7. The Hives, Veni Vidi Vicious(Burning Heart/Epitaph): Part two of 2002's White-Shoes-and-Leather-Belt Invasion. These Swedes have been around almost 10 years, so they're not above dorking it up on MTV to get attention. Simply put, this album kicks ass harder and faster than any under-30-minute album since the Ramones left home.
8. Elvis Costello, When I Was Cruel(Island/Def Jam): There may be too much available Costello music with annotated liner notes by the man himself for him to ever be the exhilarating mystery he was when he started out, but this album goes considerable distance in erasing the bad memory of such stilted Elvis experimental pop albums as All This Useless Beauty, Spike and Mighty Like a Rose.

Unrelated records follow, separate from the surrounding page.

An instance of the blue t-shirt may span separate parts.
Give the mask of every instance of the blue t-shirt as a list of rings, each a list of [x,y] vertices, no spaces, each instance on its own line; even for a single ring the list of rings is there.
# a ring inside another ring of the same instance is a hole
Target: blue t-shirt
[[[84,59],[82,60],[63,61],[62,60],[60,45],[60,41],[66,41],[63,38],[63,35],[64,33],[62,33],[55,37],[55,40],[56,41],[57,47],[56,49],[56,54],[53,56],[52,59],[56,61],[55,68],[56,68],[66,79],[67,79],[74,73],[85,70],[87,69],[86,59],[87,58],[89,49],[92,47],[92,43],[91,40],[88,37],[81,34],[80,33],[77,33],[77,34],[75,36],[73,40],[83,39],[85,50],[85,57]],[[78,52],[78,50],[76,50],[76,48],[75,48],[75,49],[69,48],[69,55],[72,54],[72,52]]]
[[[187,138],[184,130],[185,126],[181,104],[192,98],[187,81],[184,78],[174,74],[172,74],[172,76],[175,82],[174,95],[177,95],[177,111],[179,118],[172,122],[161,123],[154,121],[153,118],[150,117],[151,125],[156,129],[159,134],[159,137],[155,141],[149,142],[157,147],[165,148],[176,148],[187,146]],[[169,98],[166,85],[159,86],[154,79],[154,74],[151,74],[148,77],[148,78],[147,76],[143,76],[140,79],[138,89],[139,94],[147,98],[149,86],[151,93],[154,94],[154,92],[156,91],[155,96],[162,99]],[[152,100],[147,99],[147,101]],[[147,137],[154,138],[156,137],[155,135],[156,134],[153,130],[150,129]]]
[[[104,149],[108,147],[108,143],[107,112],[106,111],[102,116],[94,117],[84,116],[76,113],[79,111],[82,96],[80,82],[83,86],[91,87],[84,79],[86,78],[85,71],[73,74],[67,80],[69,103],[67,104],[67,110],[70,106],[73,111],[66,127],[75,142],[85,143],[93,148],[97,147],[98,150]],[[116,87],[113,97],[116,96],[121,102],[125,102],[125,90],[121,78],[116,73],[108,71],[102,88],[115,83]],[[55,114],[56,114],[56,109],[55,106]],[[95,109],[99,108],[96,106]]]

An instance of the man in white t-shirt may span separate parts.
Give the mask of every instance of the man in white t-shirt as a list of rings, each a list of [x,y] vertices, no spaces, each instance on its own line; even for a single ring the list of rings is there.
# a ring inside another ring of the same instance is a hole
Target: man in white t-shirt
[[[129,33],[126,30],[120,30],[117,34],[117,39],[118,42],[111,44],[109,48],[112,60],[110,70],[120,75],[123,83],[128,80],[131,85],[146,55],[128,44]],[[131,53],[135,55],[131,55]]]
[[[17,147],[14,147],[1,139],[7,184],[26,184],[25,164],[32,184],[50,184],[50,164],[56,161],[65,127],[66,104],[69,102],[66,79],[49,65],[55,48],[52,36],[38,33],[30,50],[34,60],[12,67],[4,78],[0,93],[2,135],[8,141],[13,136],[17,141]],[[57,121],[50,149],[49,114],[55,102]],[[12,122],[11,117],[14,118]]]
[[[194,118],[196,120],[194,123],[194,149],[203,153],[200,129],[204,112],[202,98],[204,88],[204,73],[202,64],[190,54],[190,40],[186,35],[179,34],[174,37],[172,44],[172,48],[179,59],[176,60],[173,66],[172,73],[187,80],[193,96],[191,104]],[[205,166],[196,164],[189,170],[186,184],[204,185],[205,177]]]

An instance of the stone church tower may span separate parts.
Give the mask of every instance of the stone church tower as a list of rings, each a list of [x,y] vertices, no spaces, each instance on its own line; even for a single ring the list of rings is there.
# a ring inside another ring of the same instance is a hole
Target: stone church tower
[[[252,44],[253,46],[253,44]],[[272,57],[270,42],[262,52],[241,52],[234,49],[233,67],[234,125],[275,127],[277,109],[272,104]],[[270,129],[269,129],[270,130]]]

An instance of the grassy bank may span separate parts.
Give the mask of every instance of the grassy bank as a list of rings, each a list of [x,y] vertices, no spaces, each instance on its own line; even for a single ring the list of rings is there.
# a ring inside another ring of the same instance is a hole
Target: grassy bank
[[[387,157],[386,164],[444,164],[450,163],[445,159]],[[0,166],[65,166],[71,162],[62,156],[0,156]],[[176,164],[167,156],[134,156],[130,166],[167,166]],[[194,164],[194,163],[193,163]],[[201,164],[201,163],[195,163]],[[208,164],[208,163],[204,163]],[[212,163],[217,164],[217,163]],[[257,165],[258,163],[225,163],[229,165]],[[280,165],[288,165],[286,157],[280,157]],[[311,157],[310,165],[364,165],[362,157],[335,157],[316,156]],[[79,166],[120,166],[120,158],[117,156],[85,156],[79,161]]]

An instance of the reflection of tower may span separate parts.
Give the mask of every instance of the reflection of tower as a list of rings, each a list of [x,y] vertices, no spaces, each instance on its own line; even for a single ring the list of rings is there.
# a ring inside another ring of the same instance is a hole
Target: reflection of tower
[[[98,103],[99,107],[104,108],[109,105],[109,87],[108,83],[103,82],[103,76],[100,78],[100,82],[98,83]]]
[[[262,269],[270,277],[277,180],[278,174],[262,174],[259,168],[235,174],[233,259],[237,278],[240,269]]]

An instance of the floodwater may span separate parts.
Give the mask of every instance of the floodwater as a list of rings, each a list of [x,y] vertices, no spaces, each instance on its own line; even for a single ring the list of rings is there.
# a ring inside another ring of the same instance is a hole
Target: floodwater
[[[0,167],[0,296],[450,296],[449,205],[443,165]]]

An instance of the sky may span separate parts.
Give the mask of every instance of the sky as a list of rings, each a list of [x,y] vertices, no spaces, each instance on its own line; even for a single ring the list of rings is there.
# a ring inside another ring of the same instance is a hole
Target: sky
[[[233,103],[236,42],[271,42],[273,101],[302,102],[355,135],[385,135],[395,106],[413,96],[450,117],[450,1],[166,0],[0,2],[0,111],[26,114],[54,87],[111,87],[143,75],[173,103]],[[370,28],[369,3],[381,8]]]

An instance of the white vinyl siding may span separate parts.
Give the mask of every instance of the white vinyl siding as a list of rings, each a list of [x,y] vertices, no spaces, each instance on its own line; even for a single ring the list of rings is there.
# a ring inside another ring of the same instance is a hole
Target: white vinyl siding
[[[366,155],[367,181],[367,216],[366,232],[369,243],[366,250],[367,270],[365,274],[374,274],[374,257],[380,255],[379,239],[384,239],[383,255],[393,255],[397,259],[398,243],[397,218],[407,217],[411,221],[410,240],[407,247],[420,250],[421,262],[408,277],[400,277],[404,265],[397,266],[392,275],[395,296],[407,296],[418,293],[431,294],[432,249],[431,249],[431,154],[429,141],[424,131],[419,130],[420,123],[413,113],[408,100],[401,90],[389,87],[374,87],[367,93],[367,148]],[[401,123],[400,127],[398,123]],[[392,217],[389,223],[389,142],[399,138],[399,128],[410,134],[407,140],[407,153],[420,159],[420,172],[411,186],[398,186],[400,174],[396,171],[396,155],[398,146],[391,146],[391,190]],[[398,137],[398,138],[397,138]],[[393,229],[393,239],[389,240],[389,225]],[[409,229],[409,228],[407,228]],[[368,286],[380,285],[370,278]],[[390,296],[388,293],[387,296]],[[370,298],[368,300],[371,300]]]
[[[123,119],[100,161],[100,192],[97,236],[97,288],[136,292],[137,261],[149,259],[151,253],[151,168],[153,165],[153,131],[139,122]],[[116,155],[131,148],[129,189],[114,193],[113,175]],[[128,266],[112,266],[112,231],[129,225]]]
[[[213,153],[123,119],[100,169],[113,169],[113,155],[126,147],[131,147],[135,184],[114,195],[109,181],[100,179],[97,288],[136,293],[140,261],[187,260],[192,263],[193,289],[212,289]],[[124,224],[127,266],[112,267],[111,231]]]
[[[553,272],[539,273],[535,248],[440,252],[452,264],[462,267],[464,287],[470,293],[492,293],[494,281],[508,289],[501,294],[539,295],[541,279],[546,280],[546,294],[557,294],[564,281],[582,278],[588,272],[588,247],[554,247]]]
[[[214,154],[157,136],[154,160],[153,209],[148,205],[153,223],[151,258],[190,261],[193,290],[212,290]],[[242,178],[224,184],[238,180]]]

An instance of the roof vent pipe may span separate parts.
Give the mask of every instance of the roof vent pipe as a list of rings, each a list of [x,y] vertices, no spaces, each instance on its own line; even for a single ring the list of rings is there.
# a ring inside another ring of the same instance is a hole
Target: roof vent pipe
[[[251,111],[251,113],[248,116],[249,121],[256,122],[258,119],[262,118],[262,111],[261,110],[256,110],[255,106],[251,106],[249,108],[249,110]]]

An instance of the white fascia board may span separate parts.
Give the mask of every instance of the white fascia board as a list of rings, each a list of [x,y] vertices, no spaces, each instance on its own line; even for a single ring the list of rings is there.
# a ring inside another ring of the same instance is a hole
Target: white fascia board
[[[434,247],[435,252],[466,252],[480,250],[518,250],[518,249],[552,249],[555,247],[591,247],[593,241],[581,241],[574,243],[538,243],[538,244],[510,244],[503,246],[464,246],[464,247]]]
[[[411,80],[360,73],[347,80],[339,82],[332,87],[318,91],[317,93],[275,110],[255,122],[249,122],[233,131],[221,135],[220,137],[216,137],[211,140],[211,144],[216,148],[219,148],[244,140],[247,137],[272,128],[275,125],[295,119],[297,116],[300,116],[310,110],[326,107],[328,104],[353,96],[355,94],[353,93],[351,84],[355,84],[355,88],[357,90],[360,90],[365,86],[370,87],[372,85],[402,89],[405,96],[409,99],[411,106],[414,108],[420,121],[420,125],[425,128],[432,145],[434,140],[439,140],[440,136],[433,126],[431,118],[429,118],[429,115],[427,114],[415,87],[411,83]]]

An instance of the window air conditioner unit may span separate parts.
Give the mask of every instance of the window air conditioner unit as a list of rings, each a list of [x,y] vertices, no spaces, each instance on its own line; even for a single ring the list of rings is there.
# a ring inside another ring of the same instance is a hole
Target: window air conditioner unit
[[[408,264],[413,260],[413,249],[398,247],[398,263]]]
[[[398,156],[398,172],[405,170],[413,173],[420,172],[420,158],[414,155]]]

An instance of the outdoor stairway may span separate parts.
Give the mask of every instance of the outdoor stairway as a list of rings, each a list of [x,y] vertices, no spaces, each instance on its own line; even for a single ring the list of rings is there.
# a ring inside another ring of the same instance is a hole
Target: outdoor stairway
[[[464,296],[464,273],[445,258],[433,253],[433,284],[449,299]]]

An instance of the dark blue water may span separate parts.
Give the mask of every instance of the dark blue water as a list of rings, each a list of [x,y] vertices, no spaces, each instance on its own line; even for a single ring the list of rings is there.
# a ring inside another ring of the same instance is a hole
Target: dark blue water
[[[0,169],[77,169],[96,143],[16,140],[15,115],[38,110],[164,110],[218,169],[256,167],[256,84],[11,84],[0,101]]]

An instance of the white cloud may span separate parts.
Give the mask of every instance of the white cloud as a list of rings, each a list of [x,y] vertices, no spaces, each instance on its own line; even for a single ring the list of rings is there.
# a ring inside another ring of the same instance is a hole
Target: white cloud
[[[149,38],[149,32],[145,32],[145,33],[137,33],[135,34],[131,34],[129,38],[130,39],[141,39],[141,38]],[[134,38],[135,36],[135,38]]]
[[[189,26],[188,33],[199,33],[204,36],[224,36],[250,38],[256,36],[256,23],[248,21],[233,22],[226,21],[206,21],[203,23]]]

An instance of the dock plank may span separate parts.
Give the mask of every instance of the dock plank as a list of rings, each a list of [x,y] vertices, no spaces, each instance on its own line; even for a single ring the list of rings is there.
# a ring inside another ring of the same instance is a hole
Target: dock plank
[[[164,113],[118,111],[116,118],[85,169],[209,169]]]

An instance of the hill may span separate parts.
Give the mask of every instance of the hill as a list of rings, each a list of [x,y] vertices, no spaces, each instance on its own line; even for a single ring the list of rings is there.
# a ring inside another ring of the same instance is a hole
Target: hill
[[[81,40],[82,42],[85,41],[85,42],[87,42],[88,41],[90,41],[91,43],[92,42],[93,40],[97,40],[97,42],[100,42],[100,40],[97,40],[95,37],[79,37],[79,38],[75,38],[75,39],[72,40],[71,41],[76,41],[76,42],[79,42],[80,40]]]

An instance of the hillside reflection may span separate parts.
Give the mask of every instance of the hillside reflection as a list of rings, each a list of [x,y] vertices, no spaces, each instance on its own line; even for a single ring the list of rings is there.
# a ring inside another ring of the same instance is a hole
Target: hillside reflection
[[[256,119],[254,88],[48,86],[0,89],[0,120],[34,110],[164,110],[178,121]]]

9. Tom Petty and the Heartbreakers, The Last DJ(Warner Bros.): Many have complained that Petty's too old and too rich to be complaining about bad radio, VIP sections at arena shows, high ticket prices, rampant hit parade whoredom and evil record execs, but somebody's got to do it. And it sure as shit ain't gonna be Shakira! We may not need another concept album about the bad ol' music business, but this album is neither as convoluted as Radio KAOS or as insular as Lola vs. Powerman and the Money-Go-Round.That radio stations took "The Last DJ" off playlists isn't as startling as learning that there were actually playlists that had 55-year-old Petty on them!
This was a year of innovative and dirty music. Lo-fi bands with few members making loads of noise, as well as little masterpieces from groups that continue to prove themselves in new and beautiful ways. It was also a year of insipid pap. But rather than spilling bile on the page and risking getting some on your pretty little hands, I will just speak to the good.